Louis Kassa President and CEO
PENNSYLVANIA BIOTECHNOLOGY CENTER (PABC)
"I hope to continue seeing companies coming from across the country contributing to the significant growth of the greater Philadelphia area in life sciences."
Can you speak to your vision for PABC since being appointed President and CEO in July 2022?
PABC has three nonprofit organizations - the Hepatitis B Foundation, the Blumberg Institute, and the Pennsylvania Biotechnology Center (PABC) – that have all tripled in size since 2014 when I came on board. I am extremely proud that we were able to replicate our PABC model in January 2022, and we continue to be at total capacity with our partner Brandywine Realty Trust in Pennsylvania (B+Labs). We have had excellent A-list companies in this B+Labs program, including Capstan Therapeutics who did a US$165 million raise this year in a difficult financing environment; Tmunity Therapeutics, acquired by Kite Pharma, a subsidiary of Gilead Sciences; and recently, we saw Carisma Therapeutics acquire another company. About 45% of the companies in B+Labs are from outside the greater Philadelphia area and are coming from across the country to this growing region. Regarding PABC, Aprea Therapeutics did a reverse IPO, and the Blumberg Institute achieved an approximately US$32 million yellow fever grant from the NIH, which is the largest grant we have ever received and a great opportunity.
What are PABC’s current objectives?
Our goal is to also enter another market by 2024, and I am currently talking to three other regions about replicating our model there. We are also talking to universities and nonprofit research institutes to be part of creating an incubator ecosystem across regions. Another initiative is our Hatch Biofund, a US$50 million venture capital fund serving as a companion to the incubators and accelerators owned or managed by the PABC. This fund will not only help local startups accelerate their science but also help our deal flow and our national reputation of this model in how it can benefit other regions as well.
Lastly, the state awarded us a US$5 million grant in the winter of 2022, which has been an amazing opportunity for us as we are now able to encourage companies from other parts of the country to come to Philadelphia, either to be B+Labs or PABC, and offer them free lab space, C-suite hiring, staff hiring, cover their business expenses, IP expenses, and free equipment.
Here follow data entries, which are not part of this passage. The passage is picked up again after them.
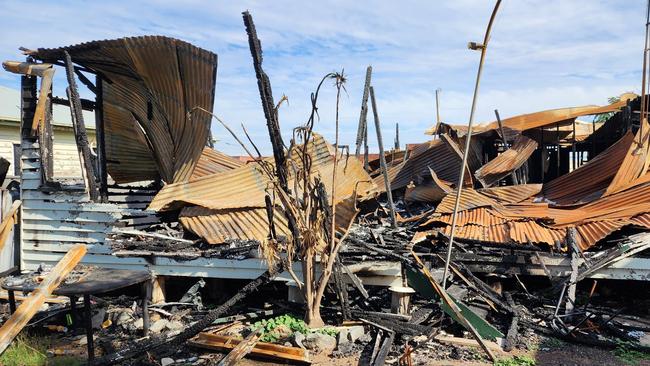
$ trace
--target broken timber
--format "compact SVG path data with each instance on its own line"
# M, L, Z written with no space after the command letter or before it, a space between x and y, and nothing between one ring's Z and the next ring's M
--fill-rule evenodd
M462 325L467 330L469 330L470 333L472 334L472 336L479 343L479 345L481 346L483 351L485 351L487 356L490 358L490 360L496 361L496 358L494 357L494 354L492 353L492 351L488 348L488 346L483 341L483 338L481 337L481 334L479 333L477 328L475 328L474 325L472 325L472 323L470 321L468 321L468 319L466 319L465 316L463 315L463 313L466 313L466 314L469 315L469 313L471 311L469 311L469 309L467 309L468 311L463 311L461 309L461 307L460 307L461 303L458 302L457 300L453 299L451 296L449 296L447 294L447 292L436 282L436 280L433 279L433 277L429 273L429 270L424 266L424 263L422 262L422 260L420 260L420 258L414 252L411 252L411 254L412 254L413 258L415 258L415 261L420 266L420 273L422 273L426 277L429 284L433 287L433 290L438 294L438 296L442 300L442 302L444 304L444 306L442 306L443 310L445 310L446 313L451 315L451 317L454 318L454 320L456 320L458 323L460 323L460 325ZM411 287L413 287L413 288L417 288L417 287L413 286L410 283L409 283L409 285ZM421 286L418 286L418 287L421 288ZM478 317L476 317L476 318L478 318ZM485 324L488 324L485 321L483 321L483 322ZM498 333L500 334L500 332L498 332ZM503 334L500 334L500 336L503 336Z
M79 91L77 90L77 83L74 79L74 66L72 65L72 58L70 58L68 51L64 51L64 54L66 76L68 77L68 89L66 91L68 93L68 100L70 100L72 127L74 128L77 149L79 150L79 156L81 158L82 171L85 172L88 194L90 195L91 201L97 202L99 200L99 188L97 187L95 166L90 159L90 146L88 144L86 125L84 124L84 117L81 110Z
M217 366L234 366L242 358L246 357L247 354L253 351L255 345L262 336L262 328L257 328L253 330L243 341L240 341L235 348L230 351L226 357L222 358Z
M16 309L16 312L9 317L2 328L0 328L0 354L2 354L11 341L27 325L29 320L36 314L47 297L66 278L68 273L81 261L86 254L86 246L78 244L72 247L66 255L57 263L43 282L34 290L25 301Z
M211 333L200 333L189 342L190 345L217 351L230 351L236 348L242 340ZM301 364L311 364L307 351L302 348L285 347L273 343L259 342L250 354L279 361L294 361Z

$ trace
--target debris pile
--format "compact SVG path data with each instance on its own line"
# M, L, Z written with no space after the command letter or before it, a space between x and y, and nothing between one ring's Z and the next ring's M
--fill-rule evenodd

This is a pilot program and if we can attract high-quality science and companies to Pennsylvania and create jobs, I would love to see this grant continuing, maybe at an increased amount, to propel the Greater Philadelphia Pennsylvania region into the top five life sciences clusters.
What is your outlook for the funding environment for biotechs in 2023?
It is cautious. Many companies are trying to focus on the cash flow they have now to get through to 2024. There is still a significant amount of VC funding out there and to consolidate the market, especially after all the IPOs that happened in 2020/2021, now is perhaps the time to focus on deal-making rather than bringing new players into the market. We are seeing deals go through and are excited about launching our Hatch Biofund to increase VC in Philadelphia. Our vision is that Hatch Biofund will become the premier VC fund for potential investment opportunities in the region. Pennsylvania’s new governor has made it one of his initiatives to invest in the industry and that could be a huge advantage for us in that we can come to the table with Massachusetts, New Jersey, and California and start looking at something like what MassBio did approximately 15 years ago. Finally, we are seeing a high hit rate on non-dilutive funding, SBIR, STTR, NIH funding, and DOD funding.
What will be the impact of the growing life science industry on the region?
We are growing as a cluster and instead of having 400 jobs in Doylestown which we have now, we can have 4,000 shortly. We need to focus on working with the universities, high schools, and even middle schools to get more life science-specific programs into the schools so that we can develop the workforce here. I hope to continue seeing companies coming from across the country contributing to the significant growth of the greater Philadelphia area in life sciences.